Stadt zieht erste Bilanz
Top oder Flop? Wie sich die Westtangente auf Kolbermoors Innenstadt auswirkt
Seit über einem Jahr rollt der Verkehr auf dem Mittelstück der Westtangente. Das staatliche Bauamt gab sich zuletzt zufrieden mit der bisherigen Entwicklung. Doch wie wird der veränderte Verkehr in Kolbermoor wahrgenommen? So fällt die bisherige Bilanz aus.
Kolbermoor – Vor mehr als einem Jahr konnte das Staatliche Bauamt Rosenheim das Mittelstück der Westtangente Rosenheim freigeben. Seitdem rollt der Verkehr auf dem Großteil der Bundesstraße. Kürzlich zog die Baubehörde deshalb auch eine erste Bilanz, die durchaus positiv ausfiel. Doch wie wird die Entwicklung in Kolbermoor wahrgenommen? Ist die Anbindung für die Stadt ein Gewinn oder sieht man den Ausbau kritischer?
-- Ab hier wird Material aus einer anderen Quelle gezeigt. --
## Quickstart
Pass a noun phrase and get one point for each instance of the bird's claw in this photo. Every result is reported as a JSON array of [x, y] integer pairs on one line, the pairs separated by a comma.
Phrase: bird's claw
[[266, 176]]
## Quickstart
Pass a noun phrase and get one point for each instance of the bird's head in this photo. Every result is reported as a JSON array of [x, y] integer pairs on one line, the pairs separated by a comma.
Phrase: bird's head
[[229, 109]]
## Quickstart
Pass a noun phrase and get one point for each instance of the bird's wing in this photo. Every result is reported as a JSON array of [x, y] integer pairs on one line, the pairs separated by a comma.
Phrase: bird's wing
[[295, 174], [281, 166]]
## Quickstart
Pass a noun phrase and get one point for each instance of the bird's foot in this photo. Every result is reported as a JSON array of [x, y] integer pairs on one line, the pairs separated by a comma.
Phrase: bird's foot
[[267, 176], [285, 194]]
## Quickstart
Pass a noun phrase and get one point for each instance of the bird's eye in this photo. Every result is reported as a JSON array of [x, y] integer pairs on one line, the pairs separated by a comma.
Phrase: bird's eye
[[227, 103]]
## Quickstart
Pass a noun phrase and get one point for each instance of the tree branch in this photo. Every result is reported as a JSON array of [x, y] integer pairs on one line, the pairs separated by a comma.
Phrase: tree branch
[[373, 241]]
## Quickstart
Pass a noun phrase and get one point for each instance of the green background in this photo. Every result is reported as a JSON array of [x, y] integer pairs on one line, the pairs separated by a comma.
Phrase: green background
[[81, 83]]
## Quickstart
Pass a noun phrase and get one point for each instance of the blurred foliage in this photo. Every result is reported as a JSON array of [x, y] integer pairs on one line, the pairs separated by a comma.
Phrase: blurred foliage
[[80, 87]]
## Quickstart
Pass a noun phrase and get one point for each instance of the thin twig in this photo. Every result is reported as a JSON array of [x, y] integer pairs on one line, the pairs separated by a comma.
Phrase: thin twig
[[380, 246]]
Bernhard Gehrmann, Projektleiter der Westtangente Rosenheim beim Staatlichen Bauamt, sprach jedenfalls vorab mit Blick auf die Entwicklung der Verkehrszahlen von einem „wirklich guten Zwischenstand“ für den Autoverkehr. Die Westtangente werde von den Verkehrsteilnehmern in der Region sehr gut angenommen. Und trotz des hohen Verkehrsaufkommens sei die neue Strecke bezogen auf das Unfallgeschehen bislang unauffällig. Laut Gehrmann würden dank der Teilverkehrsfreigabe bereits rund 10.000 Fahrzeuge weniger auf den parallel laufenden Straßen durch die Rosenheimer und die Kolbermoorer Innenstadt unterwegs sein, was durch Verkehrsmessungen überprüft worden sei.
Kolbermoors positives Fazit
Und tatsächlich fällt auch das Fazit aus Kolbermoorer Sicht „durchweg positiv“ aus. Auf OVB-Anfrage teilte Christian Poitsch, Leiter des Kolbermoorer Stadtmarketings, mit, dass die Möglichkeit der direkten Anbindung nach Norden und vor allem nach Süden zur Autobahn durchaus hilfreich sei. Dies „hat zu kürzen Strecken und weniger Verkehrsbewegungen durch die Innenstadt geführt“, erklärte Poitsch.
Möglicherweise noch etwas weiter gearbeitet werden müsse dagegen an den beiden Zu- und Abfahrten, spricht er das „Thema Optimierung der Ampelschaltungen“ an. Ganz ähnlich sieht es das Staatliche Bauamt, wonach es „an der ein oder anderen Stelle noch Nachbesserungsbedarf“ gebe. Als Beispiel wird hier die Anschlussstelle im Aicherpark genannt. „An dieser Stelle läuft die Ampelschaltung noch nicht so optimal, wie wir uns das vorstellen“, erklärte Gehrmann zuletzt. Hier versuche man derzeit mit der Fachabteilung Verbesserungen zu erzielen.
Hoffen auf Sperrung für „Schwerlast-Durchgangsverkehr“
Klar sei aus Sicht der Behörde auch, dass die größte verkehrliche Wirkung erst im kommenden Jahr erwartet werden kann, wenn die gesamte Westtangente „unter Verkehr genommen“ werde. Dann nämlich müssten auch größere Lkw nicht mehr durch die Innenstadt von Rosenheim oder mitten durch die angrenzenden Kommunen fahren. Dem blickt man auch seitens der Stadt Kolbermoor erwartungsfroh entgegen. „Mit der gänzlichen Eröffnung Richtung Norden im nächsten Jahr wird vermutlich nochmals eine Verbesserung eintreten“, sagt Poitsch.
Speziell für Kolbermoor hoffe man, „dass mit der Fertigstellung der gesamten Westtangente unser Wunsch, die Innenstadt (Carl-Jordan-Straße/Rosenheimer Straße) für den Schwerlast-Durchgangsverkehr sperren zu dürfen, in greifbare Nähe rückt“.
Damit die gesamte Westtangente im Herbst 2025 fertiggestellt werden kann, laufen derzeit die Arbeiten im letzten Bauabschnitt zwischen der Anschlussstelle der RO 19 und der Anschlussstelle zur St 2080. Wie bereits berichtet ist das Schlüsselbauwerk in diesem Bauabschnitt die Eisenbahnüberführung bei Wernhardsberg. Mit dem Einschub der beiden je rund 350 Tonnen schweren Brückenhälften und dem Anschluss an die bestehenden Bahngleise soll laut dem Staatlichen Bauamt Rosenheim der entscheidende Meilenstein erreicht werden.